Here’s a tip: Make a black and white photocopy of your subject. Why? Because as you paint, you are not affected by natural colors and are free to invent an expressive palette of California Vibe colors.


1. Tape a sheet of see-through tracing paper or vellum over your reference photograph (a minimum size photograph of 8 by 10 inches or larger).

2. With a soft office pencil, trace head, features, and shadow areas. Don’t over do the tracing . . . rely on your eyeballs to see the more subtle details during the painting process.

3. Reduce or enlarge the tracing in a plain paper copy machine. Make two copies each: two for your thumbnail study size and  two for your 11 x15 inch final painting size. Your subject should fill most of the painting area on your 140 lb. cold press professional-grade, watercolor paper 11 X 7 1/2 (inch oriented vertically) thumbnail sheet and the 11 by 15 inch (oriented vertically) final quarter sheet. Use a commercial copy service that can print on large sheets of 11 by 17 inch paper to make copies that will be large enough to fill up most of the quarter sheet. Concentrate and focus your composition on the subject’s head.

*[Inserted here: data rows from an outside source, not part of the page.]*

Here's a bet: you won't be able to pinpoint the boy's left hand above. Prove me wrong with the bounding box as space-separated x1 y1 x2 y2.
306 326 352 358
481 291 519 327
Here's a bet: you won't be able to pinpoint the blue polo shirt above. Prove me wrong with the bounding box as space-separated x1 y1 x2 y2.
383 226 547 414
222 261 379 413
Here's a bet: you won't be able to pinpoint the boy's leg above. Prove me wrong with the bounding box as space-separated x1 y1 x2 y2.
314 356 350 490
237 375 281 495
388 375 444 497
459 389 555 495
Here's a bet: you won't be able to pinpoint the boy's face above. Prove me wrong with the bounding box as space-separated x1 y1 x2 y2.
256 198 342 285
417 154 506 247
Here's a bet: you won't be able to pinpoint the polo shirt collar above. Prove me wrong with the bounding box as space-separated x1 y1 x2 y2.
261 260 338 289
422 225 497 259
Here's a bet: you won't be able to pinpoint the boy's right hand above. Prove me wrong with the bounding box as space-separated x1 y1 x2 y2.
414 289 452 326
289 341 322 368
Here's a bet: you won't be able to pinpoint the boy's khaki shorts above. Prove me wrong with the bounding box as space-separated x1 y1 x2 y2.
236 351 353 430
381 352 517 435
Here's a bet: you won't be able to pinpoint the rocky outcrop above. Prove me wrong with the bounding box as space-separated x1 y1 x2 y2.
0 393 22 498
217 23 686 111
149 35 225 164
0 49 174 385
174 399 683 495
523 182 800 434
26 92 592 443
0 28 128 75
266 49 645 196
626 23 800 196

Some of the head and hair can bleed off the sides of the paper if you want to get in real close to the face.

This is optional, of course.

4. Take one of the plain paper copies and tape it to a window during daylight hours (if you have a light table, you can work at night as well).

5. Tape your quarter sheet of watercolor paper on top, and with a soft office pencil, trace out the subject (you will be able to easily see the tracing right through the watercolor paper).

Press on the pencil hard enough to easily see the lines but try not to make your tracing lines too dark.

6. On the second plain paper copy, use your pencil to shade in the face. This shading study will help familiarize your self with the value pattern across the face of the subject and will act as a painting guide.

7. With your photographic reference, plain paper pencil shading study, and final tracing on the quarter sheet, you are now ready to create a California Vibe portrait!

This is an example of a tracing from a California Vibe photo that has been shaded with a soft office pencil. This serves as a way to familiarize yourself with the value pattern on the face as well as serving as a “blueprint”, if you will, for the your watercolor painting.